Quando il tifo diventa rissa: notte di tensione a Carpi

L'imboscata dopo la trasferta

La notte di sabato 8 febbraio si è trasformata in un capitolo amaro per la tifoseria carpigiana. Quello che doveva essere il rientro da una normale trasferta a Ravenna si è concluso con una rissa in piena regola in via Ugo da Carpi, proprio nei pressi dello stadio Cabassi, all'altezza della palestra Gallesi. Non si è trattato di uno scontro casuale: tutto fa pensare a un appuntamento organizzato durante il viaggio di ritorno. I biancorossi coinvolti - fortunatamente non appartenenti ai gruppi organizzati - avevano già avuto scaramucce in curva durante la partita, ma non potendo "sistemare" i conti a Ravenna, hanno rimandato tutto a casa.

La dinamica dell'episodio

Intorno alle 22, la situazione è degenerata rapidamente. Secondo le prime ricostruzioni, sarebbero volati pugni, calci e persino bottiglie. Sui social circolano voci ancora più inquietanti: si parla di bottiglie di vetro e mazze, anche se sarà la Polizia di Stato a fare chiarezza sui fatti e stabilire le responsabilità. L'intervento delle forze dell'ordine è stato tempestivo: sul posto sono arrivate pattuglie della Polizia di Stato insieme agli agenti della Polizia Locale. Ma il bilancio, purtroppo, conta anche un ferito.

Le conseguenze

Il 118 ha dovuto trasportare una persona al pronto soccorso con ferite da percosse. Fortunatamente, dopo le cure mediche, l'uomo è stato dimesso nella stessa serata. Un epilogo che poteva essere ben più grave, considerando la violenza descritta dai testimoni.
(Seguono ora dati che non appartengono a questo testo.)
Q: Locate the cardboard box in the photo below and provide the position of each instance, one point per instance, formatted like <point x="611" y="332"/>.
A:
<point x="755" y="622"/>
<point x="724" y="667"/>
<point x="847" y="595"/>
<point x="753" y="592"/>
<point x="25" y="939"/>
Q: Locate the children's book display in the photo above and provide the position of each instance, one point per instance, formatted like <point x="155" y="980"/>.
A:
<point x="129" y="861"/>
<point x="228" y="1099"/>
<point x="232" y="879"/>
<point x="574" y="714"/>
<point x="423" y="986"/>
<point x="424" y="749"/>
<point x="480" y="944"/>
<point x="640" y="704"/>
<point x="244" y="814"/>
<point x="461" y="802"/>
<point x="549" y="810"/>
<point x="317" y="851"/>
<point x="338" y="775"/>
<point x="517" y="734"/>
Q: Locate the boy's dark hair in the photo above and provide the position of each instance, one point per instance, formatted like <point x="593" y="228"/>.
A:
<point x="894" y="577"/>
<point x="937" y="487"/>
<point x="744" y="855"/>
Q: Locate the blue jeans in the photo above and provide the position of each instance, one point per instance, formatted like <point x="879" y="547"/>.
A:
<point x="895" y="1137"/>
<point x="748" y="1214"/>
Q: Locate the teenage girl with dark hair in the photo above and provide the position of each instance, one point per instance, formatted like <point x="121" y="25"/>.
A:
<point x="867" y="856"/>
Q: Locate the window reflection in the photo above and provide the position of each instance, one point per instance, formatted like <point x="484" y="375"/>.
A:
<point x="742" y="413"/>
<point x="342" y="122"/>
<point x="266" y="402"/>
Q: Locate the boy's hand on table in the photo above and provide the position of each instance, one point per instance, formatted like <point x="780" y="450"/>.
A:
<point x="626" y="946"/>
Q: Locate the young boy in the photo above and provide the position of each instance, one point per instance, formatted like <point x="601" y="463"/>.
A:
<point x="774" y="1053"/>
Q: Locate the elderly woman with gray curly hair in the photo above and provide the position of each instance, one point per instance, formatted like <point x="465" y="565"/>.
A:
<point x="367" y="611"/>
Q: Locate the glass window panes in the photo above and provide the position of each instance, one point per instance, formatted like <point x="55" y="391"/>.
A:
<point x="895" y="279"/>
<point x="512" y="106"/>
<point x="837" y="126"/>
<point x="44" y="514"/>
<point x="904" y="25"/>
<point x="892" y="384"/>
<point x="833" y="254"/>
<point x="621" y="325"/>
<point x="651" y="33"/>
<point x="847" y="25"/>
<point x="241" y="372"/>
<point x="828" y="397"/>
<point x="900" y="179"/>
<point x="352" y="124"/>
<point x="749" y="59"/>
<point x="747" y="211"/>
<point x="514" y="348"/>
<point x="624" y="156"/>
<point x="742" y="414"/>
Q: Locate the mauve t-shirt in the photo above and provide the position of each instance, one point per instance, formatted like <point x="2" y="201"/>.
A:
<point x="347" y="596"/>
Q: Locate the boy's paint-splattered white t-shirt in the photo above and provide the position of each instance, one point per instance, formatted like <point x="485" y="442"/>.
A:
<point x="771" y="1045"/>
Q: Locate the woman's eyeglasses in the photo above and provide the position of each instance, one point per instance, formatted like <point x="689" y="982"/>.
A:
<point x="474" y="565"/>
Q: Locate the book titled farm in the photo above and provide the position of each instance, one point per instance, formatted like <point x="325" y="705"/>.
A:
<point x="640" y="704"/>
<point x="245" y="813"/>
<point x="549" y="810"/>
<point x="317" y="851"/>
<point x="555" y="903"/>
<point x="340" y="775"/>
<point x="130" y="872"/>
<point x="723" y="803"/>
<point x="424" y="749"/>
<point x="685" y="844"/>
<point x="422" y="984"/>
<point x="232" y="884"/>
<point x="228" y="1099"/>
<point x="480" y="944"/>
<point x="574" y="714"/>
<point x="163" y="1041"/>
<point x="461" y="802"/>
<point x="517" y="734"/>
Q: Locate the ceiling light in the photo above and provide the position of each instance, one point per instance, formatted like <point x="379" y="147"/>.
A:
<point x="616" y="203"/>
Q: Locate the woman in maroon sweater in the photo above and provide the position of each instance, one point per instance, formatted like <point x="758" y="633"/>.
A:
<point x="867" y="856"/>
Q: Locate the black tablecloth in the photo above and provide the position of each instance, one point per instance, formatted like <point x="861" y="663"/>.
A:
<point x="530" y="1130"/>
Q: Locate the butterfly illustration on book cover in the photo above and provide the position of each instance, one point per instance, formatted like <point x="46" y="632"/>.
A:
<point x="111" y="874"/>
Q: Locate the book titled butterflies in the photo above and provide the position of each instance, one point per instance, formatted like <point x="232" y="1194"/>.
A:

Una riflessione necessaria

Questo episodio getta un'ombra sulla passione carpigiana per il calcio. Il Carpi, squadra che rappresenta con orgoglio la nostra città dal 1909 e che ha vissuto momenti di gloria fino alla Serie A, merita tifosi che sappiano onorare la maglia biancorossa con sportività, non con la violenza. La città che ha dato i natali ad Alberto Pio e che custodisce tesori rinascimentali non può permettere che episodi simili macchino la sua reputazione. Il calcio dovrebbe unire, non dividere. E quando la passione sfocia nella violenza, perde ogni significato autentico. Le indagini sono in corso e tutti si augurano che episodi del genere non si ripetano mai più. Carpi e i suoi abitanti meritano di meglio.